L'operazione, che vede collaborare Alpini e studenti, rientra nell'ambito del progetto "Alternanza scuola-lavoro". I ragazzi si offriranno come guide per mostre e percorsi turistici

TREVISO Il Comitato Organizzatore dell’Adunata Nazionale degli Alpini-Treviso 2017, l’Adunata del Piave, ha deciso di ampliare l’apporto culturale offerto alla città di Treviso e ai tanti alpini e turisti che in essa si concentreranno tra il 12 e il 14 maggio, considerandolo uno degli elementi innovativi più rilevanti nel contesto del grande evento. Molti saranno coloro che decideranno di giungere nella Marca qualche giorno prima proprio per visitare i luoghi della Grande Guerra - nell’ambito delle commemorazioni per il Centenario - e i tanti musei e siti artistici del territorio. Così è stato studiato un piano ad hoc, in collaborazione con gli istituti superiori cittadini e in particolare con il Liceo Classico Antonio Canova e con l’Istituto Turistico Giuseppe Mazzotti per far sì che tutti possano  trovare accoglienza e opportune informazioni su Treviso e le sue bellezze.

Due sono gli ambiti di intervento: un gruppo di studenti accompagnerà su richiesta a dei tour all’interno della città, rivolti a conoscere il ricco patrimonio conservato nelle istituzioni museali di pregio come Santa Caterina e il Bailo, le chiese antiche, i palazzi rinascimentali e le numerose case affrescate, le Mura cinquecentesche, le bellezze naturali di un luogo dal fascino antico e attraversato da tanti fiumi e canali. Un altro gruppo di ragazzi sarà a disposizione nell’ambito delle mostre allestite in centro storico, tra le quali va ricordata l’esposizione pensata a misura di giovane nello Spazio Paraggi di via Pescatori. Qui dal 6 al 14 maggio sarà visitabile la mostra intitolata “La Grande Guerra raccontata ai ragazzi” con illustrazioni e  fumetti tratte da libri diversi, tutti dedicati alla prima Guerra Mondiale.

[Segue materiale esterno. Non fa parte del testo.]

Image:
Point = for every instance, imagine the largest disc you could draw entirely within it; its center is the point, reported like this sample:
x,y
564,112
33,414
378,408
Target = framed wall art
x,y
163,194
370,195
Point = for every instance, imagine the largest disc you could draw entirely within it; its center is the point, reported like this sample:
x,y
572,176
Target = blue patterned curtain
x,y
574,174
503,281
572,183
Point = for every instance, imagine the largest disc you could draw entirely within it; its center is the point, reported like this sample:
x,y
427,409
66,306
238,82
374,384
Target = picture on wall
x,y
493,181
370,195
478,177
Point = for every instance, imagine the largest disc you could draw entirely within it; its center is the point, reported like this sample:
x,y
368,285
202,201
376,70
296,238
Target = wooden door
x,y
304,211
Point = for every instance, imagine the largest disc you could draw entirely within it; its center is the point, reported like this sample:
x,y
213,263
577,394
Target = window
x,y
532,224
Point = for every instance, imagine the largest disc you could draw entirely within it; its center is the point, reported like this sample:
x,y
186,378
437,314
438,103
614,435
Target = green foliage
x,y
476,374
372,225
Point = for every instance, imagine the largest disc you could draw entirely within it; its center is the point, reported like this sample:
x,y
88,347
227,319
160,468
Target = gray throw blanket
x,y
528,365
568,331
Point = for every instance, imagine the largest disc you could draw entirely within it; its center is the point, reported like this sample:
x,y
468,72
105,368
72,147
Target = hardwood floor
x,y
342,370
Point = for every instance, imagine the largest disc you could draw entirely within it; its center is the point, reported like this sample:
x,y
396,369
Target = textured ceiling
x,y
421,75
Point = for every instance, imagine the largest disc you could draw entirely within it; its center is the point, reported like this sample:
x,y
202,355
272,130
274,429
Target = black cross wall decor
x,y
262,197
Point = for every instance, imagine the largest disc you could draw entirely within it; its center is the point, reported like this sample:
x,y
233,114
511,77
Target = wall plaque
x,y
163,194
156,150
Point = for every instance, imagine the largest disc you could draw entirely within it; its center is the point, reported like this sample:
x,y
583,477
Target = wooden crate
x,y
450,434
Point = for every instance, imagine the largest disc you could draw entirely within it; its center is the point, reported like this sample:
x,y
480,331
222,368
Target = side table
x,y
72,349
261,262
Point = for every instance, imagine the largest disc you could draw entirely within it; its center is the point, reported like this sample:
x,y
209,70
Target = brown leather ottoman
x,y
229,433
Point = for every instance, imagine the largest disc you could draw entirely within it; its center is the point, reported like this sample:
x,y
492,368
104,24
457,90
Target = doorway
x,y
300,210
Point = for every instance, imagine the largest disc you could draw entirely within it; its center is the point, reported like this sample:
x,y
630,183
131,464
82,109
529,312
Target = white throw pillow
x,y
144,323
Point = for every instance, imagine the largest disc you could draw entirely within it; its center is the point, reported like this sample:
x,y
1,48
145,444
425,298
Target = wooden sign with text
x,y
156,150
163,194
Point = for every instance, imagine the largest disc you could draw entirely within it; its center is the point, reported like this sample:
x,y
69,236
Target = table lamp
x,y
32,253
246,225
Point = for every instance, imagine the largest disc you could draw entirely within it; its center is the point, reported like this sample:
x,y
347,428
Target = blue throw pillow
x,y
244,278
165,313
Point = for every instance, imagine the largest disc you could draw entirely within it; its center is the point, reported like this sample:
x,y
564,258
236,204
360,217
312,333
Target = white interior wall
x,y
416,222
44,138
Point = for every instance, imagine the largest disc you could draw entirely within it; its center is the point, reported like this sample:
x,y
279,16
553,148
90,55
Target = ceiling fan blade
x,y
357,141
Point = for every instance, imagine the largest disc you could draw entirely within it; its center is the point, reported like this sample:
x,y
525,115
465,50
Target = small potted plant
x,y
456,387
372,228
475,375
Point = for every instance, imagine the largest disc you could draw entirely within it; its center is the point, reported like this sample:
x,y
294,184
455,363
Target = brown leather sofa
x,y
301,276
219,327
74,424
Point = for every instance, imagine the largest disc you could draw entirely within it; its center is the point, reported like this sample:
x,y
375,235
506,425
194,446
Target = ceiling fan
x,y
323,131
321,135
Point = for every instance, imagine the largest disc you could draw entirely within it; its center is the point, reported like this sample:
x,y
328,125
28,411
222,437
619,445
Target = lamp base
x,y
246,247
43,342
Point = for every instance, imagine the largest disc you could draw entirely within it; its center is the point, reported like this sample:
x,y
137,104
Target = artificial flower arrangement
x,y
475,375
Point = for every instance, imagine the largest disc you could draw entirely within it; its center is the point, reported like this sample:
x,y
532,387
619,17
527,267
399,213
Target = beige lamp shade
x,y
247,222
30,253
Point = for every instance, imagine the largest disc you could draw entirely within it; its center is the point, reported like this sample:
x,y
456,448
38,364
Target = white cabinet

Allo Spazio Paraggi sarà allestito uno dei punti di ritrovo per gli studenti (dove riposarsi, bere un caffè, coordinare i turni di lavoro), mentre l’altro sarà attivo nella chiesa di San Gregorio, dove verrà ospitata una esposizione di documenti fotografici illustranti gli interventi degli Alpini nei traici momenti del terremoto del Friuli. L’operazione che vede collaborare Alpini e studenti rientra nell’ambito del progetto “Alternanza scuola-lavoro”, in sinergia con il Provveditorato agli studi. Si tratta di un’esperienza formativa importante per i ragazzi poiché permetterà loro di confrontarsi con azioni pratiche quali la gestione degli accompagnamenti e la spiegazione dei contenuti delle mostre, in collaborazione con una realtà, qual è quella delle penne nere, molto attenta ai valori da trasmettere alle nuove generazioni. Tutor di riferimento per il COA, a cui chiedere informazioni e prenotare le visite, sono: Giorgio Banderali: cell. 348 7130677, Antonio Zanatta: cell. 389 1287141.